自由

こんなに手付かずの浜辺は今や珍しい。

早起きをして泳いだ。

私とジャイちゃん。遠くにキャンプしている家族。子供は2人。

日焼けが怖いので、白い長袖のロングTシャツと短パンで泳ぐ。台風ハトの影響で波は荒め。海水はいつもより透明度やや落ち気味。水色青緑色のグラデーションが生き物のようにうねっている。美しく野生的、力強い朝。

水温は高めでいつまでも浸かっていられる。私にとって浜辺は歩くところ、拾い物をするところ。海はぷかぷかと浸かるところ。狩はしない。

しばらく浸かったあと浜辺に上がると、遠くでキャンプしていたはずの家族がこちらに歩いて来た。奥さんが困ったという顔をして話しかけて来た。

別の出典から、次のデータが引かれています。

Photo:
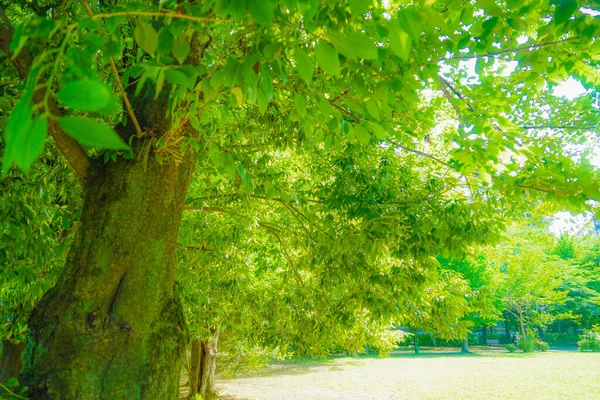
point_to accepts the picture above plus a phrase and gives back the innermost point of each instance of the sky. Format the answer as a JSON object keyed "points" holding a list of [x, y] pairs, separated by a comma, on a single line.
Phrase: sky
{"points": [[564, 222]]}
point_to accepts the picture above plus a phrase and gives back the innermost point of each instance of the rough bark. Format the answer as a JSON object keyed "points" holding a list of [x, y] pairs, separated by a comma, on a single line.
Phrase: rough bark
{"points": [[209, 366], [541, 333], [113, 327], [195, 367], [507, 330], [484, 335], [464, 348], [10, 362], [416, 343]]}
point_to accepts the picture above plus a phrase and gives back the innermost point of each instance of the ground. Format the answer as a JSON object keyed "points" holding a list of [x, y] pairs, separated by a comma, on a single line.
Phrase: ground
{"points": [[433, 375]]}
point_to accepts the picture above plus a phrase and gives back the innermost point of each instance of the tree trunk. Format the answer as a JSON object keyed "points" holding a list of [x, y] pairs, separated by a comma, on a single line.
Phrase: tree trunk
{"points": [[541, 333], [204, 366], [507, 330], [416, 343], [484, 336], [209, 366], [464, 348], [10, 362], [113, 326], [521, 325], [195, 368]]}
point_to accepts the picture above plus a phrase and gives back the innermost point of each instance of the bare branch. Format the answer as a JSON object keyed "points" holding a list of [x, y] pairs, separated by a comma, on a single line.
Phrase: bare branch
{"points": [[5, 19], [562, 127]]}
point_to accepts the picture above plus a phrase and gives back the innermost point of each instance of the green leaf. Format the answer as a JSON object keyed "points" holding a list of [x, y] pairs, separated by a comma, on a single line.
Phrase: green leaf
{"points": [[30, 145], [87, 95], [17, 127], [92, 133], [362, 135], [327, 58], [177, 77], [262, 11], [359, 7], [373, 109], [400, 44], [165, 41], [563, 11], [304, 66], [181, 48], [354, 44], [12, 382], [146, 37], [300, 103], [490, 7]]}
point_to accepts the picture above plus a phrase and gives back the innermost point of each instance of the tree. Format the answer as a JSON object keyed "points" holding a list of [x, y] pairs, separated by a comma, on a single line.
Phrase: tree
{"points": [[195, 79], [38, 217], [440, 310], [532, 278], [483, 297], [579, 280]]}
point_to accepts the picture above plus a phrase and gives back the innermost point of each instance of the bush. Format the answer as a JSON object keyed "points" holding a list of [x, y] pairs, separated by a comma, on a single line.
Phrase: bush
{"points": [[561, 339], [590, 339], [510, 347], [531, 342]]}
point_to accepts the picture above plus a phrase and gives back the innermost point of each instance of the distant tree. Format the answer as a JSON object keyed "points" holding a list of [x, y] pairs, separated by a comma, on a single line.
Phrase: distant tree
{"points": [[136, 94], [532, 279]]}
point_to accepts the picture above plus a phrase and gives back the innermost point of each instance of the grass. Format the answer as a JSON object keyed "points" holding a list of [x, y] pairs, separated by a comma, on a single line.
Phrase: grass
{"points": [[431, 375]]}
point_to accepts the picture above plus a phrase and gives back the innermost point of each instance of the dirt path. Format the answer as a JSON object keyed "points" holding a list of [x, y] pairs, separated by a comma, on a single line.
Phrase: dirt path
{"points": [[552, 375]]}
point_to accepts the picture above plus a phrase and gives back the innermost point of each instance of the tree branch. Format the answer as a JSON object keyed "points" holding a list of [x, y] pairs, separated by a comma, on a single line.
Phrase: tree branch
{"points": [[113, 67], [565, 127], [73, 152], [514, 50], [420, 153], [6, 21]]}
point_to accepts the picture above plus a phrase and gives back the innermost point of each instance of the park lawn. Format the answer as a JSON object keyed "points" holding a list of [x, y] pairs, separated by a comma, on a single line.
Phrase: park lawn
{"points": [[439, 375]]}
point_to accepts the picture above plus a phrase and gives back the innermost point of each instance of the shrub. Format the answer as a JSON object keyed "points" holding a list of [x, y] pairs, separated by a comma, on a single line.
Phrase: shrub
{"points": [[510, 347], [531, 342], [590, 340], [561, 339]]}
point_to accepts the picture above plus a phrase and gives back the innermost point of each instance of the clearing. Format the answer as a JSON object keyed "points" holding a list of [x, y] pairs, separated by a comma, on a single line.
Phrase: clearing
{"points": [[431, 375]]}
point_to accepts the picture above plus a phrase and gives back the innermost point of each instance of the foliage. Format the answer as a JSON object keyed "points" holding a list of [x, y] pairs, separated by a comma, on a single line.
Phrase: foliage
{"points": [[590, 340], [561, 339], [531, 342], [341, 146], [531, 277], [511, 347], [38, 220]]}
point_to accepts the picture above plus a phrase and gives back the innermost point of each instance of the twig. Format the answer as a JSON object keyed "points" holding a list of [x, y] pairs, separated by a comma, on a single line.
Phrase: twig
{"points": [[71, 149], [447, 95], [5, 19], [157, 14], [10, 392], [513, 50], [344, 111], [420, 153], [534, 188], [113, 67], [565, 127], [341, 95], [456, 92]]}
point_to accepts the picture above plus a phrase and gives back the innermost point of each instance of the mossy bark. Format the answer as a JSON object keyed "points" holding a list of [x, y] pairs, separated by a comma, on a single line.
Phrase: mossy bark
{"points": [[204, 366], [10, 361], [464, 348], [113, 327], [417, 343]]}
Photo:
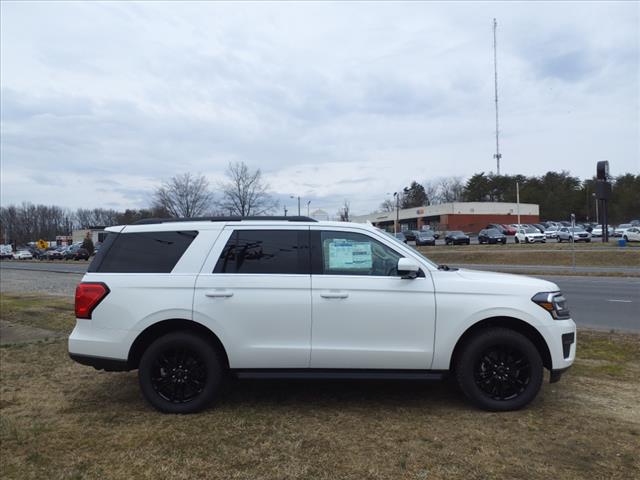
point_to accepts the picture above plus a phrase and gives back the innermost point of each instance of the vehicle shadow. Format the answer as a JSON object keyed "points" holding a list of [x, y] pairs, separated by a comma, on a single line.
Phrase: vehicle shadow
{"points": [[120, 391]]}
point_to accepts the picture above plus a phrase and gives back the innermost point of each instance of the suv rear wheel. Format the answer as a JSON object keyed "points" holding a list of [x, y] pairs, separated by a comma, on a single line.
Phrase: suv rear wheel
{"points": [[180, 373], [499, 370]]}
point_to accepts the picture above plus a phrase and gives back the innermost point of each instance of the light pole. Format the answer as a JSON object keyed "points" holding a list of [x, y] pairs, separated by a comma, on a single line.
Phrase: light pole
{"points": [[396, 227], [298, 197]]}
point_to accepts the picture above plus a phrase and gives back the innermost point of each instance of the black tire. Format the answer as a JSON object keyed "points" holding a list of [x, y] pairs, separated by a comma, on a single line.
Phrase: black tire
{"points": [[197, 373], [499, 370]]}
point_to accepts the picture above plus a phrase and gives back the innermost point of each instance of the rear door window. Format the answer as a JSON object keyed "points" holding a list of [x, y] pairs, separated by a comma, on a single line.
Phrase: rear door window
{"points": [[265, 252], [142, 252]]}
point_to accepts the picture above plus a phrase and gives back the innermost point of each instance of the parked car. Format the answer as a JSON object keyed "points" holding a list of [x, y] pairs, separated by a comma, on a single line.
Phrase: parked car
{"points": [[411, 235], [632, 234], [491, 235], [579, 234], [22, 255], [52, 254], [597, 231], [456, 237], [530, 235], [425, 238], [509, 230], [6, 252], [620, 229], [76, 252], [224, 297], [428, 229]]}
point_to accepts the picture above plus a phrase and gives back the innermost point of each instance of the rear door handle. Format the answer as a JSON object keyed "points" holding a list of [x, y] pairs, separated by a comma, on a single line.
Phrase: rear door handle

「あのー、あなたちょっとそれ隠してくれませんか?透けてチクビが見えているんですけど」

「えっ?」

見おろすと濡れて張り付いた白いTシャツにしっかり透けて見えている。

「うーん、あの。言いたいことはわかるけど、これ誰にだってついている、ナチュラルでオーガニックな身体のパーツですよ。あなたにだって、この子たちにだってみんな健やかについているじゃないですか。風呂場の鏡で毎日じーっと見てくださいよ。見慣れてくるし、なんとも思わなくなるから。ねぇ」と、子供たちに目配せをした。

5.6歳くらい、年の近い姉妹だろうか、日に焼けて健康そうな顔をくしゃっと笑顔。目を見合わせてきゃっきゃっと笑う。お互いの身体を小突き合いながら身をくねらせてお母さんの周りで追いかけっこを始めた。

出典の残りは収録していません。